I don't mean to sell this movie short and it does have virtues outside of the cast. Oscar winning cinematographer Charles Lang (Sabrina, Some Like It Hot) gives the movie a big scope with inventive and skilled camera work. And, of course the great Edith Head did the costumes for this production. And, its amazing how this movie features two-gay characters in a rare Queer-centric (not coded) on screen depiction. Not to mention three-wonderful songs from Mae West herself! She Done Him Wrong sizzles from the heat from its jewel dripping superstar and is a must-watch.
Picture: Kino has certainly provided film fans with a stellar looking transfer. The movie, which is nearly one-hundred, looks fantastic. Though there are some artifacts the the black-and-white has a nice level in terms of contrast and the overall picture has a lot of clarity. There is no flicker in the color tempt which can be an issue with older films like this. Grain is heavy but thankfully its not distracting. I honestly cannot imagine this looking better in my opinion, any time soon.
Sound: She Done Him Wrong has a DTS 2.0. Dialogue and music comes through nicely with no unwanted background noise or hiss. The latter can be especially a big problem when it comes to older films but the levels are nicely handled here.
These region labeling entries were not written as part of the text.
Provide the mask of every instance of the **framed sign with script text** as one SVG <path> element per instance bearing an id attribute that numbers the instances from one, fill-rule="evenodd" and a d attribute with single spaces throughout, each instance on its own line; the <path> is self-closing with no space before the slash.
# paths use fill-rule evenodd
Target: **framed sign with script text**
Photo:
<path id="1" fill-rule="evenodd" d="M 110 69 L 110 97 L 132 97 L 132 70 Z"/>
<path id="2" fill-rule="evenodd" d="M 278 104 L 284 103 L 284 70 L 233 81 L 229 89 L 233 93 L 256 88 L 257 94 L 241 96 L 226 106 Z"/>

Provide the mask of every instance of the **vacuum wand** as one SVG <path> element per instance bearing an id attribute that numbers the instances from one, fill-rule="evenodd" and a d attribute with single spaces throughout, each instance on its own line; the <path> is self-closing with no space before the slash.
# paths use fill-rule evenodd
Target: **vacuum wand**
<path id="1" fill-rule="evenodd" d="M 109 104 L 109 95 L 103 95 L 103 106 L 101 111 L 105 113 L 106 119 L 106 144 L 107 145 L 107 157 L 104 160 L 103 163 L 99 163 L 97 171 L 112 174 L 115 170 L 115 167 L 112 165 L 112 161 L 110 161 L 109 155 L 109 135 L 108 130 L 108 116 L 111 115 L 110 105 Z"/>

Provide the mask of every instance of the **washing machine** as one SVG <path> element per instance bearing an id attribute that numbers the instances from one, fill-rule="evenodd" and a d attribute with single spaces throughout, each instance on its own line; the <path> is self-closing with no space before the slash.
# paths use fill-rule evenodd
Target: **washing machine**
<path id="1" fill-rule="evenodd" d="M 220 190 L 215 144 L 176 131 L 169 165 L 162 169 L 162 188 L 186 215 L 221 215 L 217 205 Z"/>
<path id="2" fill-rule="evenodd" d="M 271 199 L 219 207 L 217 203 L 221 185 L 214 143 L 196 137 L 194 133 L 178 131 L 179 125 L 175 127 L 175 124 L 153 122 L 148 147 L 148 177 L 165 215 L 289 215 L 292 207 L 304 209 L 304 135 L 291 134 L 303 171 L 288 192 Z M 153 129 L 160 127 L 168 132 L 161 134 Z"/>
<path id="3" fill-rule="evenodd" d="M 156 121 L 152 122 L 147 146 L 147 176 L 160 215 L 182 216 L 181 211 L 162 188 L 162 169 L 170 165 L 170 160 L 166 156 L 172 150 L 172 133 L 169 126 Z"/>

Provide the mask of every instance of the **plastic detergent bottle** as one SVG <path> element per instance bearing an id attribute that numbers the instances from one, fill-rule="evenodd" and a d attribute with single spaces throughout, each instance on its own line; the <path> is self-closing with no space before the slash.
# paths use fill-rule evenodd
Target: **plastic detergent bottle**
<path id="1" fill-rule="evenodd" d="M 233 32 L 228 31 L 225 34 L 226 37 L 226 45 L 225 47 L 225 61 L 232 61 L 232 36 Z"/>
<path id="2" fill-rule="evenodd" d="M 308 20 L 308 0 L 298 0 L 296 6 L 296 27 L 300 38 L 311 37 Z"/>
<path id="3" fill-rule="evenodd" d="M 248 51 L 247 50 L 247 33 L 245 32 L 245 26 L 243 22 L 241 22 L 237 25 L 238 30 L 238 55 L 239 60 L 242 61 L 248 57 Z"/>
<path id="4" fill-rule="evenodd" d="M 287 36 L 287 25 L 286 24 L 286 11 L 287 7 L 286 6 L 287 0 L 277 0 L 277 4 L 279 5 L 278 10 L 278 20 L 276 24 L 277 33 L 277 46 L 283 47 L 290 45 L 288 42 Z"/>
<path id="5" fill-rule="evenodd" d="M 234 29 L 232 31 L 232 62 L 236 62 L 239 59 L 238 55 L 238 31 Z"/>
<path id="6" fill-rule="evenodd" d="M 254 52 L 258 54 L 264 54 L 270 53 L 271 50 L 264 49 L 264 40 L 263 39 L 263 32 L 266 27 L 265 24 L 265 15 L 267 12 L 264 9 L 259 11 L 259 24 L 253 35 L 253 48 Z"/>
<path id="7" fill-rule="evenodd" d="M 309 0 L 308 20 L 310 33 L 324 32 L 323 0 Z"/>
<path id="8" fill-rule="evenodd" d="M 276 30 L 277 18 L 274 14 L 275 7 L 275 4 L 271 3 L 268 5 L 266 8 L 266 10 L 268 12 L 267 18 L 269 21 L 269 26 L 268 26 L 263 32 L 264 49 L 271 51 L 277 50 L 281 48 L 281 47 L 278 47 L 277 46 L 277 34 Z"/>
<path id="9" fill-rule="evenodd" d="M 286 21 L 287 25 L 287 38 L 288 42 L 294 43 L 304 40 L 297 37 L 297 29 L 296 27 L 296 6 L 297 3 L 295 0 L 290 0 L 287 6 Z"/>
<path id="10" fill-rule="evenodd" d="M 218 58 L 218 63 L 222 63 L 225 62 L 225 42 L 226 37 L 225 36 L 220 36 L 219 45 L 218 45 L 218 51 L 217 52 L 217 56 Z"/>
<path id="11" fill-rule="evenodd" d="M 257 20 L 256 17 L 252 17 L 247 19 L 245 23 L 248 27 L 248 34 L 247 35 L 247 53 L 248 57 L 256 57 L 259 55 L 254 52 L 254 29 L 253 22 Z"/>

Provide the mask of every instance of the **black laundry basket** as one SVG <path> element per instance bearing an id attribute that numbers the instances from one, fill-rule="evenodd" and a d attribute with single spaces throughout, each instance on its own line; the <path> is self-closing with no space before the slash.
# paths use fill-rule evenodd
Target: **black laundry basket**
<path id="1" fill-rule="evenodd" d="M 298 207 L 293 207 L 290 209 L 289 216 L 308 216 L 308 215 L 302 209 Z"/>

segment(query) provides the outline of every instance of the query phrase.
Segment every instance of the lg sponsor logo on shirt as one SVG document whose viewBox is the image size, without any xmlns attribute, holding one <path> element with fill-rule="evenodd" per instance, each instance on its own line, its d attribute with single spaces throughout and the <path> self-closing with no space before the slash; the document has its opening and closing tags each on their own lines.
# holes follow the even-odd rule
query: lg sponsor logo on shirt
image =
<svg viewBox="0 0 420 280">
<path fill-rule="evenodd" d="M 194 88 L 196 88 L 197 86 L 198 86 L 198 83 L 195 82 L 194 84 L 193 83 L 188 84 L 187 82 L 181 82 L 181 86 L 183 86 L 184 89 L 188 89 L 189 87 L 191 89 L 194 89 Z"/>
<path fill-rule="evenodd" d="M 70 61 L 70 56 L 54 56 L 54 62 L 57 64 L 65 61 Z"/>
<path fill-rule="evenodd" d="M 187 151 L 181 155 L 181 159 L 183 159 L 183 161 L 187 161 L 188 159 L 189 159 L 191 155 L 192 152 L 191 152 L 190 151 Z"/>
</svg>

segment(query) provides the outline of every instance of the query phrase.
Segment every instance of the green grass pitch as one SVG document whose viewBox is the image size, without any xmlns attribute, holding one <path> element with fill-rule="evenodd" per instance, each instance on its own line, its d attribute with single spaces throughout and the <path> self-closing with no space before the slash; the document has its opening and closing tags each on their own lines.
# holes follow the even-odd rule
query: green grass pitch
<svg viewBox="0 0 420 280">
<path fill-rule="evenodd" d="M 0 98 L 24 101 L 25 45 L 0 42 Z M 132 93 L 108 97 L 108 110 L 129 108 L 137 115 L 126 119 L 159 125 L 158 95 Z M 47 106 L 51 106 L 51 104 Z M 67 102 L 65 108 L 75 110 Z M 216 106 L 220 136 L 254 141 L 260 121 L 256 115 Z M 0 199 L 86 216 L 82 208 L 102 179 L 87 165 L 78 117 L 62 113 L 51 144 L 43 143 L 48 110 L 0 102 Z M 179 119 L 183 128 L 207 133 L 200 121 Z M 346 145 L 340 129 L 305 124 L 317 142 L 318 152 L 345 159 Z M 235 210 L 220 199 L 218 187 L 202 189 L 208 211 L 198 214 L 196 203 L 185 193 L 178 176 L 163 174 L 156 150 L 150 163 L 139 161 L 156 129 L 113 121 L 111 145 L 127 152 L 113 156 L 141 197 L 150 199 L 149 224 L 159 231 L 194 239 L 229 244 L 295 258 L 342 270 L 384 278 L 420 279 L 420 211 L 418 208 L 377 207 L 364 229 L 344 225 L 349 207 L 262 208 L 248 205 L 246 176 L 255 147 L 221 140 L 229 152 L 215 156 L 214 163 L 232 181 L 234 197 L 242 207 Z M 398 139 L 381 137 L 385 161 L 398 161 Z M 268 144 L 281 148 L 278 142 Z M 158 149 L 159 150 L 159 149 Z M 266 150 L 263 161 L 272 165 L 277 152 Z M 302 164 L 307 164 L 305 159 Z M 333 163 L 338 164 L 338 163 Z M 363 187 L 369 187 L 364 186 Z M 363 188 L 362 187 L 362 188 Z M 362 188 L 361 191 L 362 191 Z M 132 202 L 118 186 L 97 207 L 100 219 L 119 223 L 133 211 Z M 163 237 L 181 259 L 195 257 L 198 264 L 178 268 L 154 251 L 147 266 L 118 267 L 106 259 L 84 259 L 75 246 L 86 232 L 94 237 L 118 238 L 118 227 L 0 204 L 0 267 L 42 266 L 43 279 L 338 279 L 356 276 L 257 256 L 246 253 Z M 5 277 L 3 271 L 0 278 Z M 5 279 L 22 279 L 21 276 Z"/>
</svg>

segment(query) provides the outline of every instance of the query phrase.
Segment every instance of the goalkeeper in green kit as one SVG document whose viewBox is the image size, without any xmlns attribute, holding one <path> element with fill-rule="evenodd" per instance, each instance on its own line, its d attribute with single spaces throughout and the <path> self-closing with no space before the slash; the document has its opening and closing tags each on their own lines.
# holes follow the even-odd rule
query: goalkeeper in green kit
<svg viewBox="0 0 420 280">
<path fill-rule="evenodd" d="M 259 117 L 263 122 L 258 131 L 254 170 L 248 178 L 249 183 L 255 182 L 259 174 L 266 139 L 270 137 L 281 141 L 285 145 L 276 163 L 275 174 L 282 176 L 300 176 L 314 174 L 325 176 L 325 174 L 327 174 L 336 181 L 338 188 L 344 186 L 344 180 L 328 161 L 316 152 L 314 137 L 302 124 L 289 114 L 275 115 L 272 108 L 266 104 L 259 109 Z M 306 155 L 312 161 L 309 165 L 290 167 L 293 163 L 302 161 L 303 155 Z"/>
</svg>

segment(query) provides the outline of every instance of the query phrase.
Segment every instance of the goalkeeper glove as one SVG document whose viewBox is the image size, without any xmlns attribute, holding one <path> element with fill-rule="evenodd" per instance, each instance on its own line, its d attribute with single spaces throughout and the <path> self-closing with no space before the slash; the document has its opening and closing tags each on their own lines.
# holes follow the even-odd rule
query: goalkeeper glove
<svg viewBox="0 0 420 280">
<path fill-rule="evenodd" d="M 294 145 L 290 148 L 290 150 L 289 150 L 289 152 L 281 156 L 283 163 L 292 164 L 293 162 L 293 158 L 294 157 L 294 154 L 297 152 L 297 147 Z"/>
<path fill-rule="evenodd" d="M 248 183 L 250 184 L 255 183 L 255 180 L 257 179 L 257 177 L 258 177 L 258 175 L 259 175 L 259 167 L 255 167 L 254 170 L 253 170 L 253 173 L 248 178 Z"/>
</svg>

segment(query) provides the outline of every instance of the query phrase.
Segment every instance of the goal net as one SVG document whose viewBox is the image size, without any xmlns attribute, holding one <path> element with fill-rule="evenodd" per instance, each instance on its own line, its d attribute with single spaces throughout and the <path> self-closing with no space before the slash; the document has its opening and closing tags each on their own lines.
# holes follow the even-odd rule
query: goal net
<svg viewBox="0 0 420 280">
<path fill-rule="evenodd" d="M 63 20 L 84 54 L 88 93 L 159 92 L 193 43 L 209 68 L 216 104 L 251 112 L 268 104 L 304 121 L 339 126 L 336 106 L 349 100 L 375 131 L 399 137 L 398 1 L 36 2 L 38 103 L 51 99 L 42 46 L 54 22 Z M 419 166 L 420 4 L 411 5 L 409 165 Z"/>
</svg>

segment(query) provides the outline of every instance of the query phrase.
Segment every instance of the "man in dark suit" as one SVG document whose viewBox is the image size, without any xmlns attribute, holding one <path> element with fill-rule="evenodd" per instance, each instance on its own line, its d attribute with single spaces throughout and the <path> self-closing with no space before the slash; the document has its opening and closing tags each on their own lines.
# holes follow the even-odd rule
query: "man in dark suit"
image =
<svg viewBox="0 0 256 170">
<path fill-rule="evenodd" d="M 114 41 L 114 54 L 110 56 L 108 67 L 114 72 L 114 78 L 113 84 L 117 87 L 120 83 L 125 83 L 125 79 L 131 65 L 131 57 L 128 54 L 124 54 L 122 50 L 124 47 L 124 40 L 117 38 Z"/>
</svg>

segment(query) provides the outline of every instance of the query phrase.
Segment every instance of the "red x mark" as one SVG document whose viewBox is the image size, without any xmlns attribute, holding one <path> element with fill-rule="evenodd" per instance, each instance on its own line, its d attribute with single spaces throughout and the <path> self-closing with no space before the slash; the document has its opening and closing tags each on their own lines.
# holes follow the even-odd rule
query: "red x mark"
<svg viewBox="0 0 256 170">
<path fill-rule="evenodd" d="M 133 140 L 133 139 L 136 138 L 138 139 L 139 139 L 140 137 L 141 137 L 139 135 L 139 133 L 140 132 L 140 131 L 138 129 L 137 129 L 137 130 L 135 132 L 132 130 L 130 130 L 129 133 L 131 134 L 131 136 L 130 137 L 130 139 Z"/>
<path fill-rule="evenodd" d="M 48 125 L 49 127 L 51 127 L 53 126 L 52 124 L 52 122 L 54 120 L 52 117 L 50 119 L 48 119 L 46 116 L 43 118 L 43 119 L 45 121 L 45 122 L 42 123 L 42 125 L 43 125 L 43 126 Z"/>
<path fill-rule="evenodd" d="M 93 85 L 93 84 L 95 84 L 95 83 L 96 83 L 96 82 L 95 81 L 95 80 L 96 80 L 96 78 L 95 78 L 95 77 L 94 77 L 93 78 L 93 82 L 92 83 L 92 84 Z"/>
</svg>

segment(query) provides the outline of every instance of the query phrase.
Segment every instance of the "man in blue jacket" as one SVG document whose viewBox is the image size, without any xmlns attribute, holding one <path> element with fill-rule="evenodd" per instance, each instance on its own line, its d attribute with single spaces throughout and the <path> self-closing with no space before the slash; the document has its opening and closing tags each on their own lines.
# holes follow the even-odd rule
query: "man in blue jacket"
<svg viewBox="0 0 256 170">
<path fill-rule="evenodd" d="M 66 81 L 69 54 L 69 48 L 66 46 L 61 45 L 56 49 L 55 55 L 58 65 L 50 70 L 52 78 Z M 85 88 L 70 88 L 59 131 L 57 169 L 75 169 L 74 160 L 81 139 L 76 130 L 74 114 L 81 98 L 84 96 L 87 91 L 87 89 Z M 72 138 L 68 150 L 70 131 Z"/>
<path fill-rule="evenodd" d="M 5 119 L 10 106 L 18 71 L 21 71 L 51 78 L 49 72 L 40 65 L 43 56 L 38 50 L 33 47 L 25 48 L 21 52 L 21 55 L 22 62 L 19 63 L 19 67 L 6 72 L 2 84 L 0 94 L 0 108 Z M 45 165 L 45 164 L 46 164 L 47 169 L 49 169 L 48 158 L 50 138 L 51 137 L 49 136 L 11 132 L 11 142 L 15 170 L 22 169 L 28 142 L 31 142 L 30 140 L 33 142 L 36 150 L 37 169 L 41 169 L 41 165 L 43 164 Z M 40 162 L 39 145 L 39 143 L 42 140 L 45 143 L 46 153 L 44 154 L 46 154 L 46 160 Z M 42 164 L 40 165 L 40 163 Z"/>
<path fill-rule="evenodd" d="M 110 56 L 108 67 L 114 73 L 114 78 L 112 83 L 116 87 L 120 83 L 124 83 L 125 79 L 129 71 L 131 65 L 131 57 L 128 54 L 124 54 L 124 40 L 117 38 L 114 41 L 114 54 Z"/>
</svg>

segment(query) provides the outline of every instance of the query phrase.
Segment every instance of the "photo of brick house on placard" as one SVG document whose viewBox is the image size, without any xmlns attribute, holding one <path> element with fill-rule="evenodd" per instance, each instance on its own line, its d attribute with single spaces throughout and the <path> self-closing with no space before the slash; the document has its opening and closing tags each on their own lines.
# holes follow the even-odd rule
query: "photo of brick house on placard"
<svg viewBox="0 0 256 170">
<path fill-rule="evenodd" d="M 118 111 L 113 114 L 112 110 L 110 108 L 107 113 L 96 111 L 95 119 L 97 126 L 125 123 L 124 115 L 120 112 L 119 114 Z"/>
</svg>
Extras: Kino certainly has done Mae West right with this release! Including is two commentaries:
First we have David Del Valle. As always David provides a rich, well researched commentary. Here we are treated to a host of personal stories since Valle actually got to know Ms. West later in her life. He also got to know people who worked with her as well. Valle is one of those people who truly put in the work and earned his title of historian. If you are a film buff you will find this track incredibly interesting and engaging. The second track is from Kat Ellinger a noted author and film historian. I am also a big fan of Kat's tracks. Though Ellinger doesn't have any personal antidotes she is nonetheless extremely well researched and provides an entertaining and highly informative track. She brings a perspective that is vital, fresh and wholeheartedly worth listening to.
Also included is:
An Exclusive Introduction by the late-great Robert Osborn (2mins)
See Done Him Right (7mins) a classic Universal cartoon featuring a cheeky parody with a Mae West-type character named Poodles. A fun addition to this release!
Rounding out the features is a series of trailers.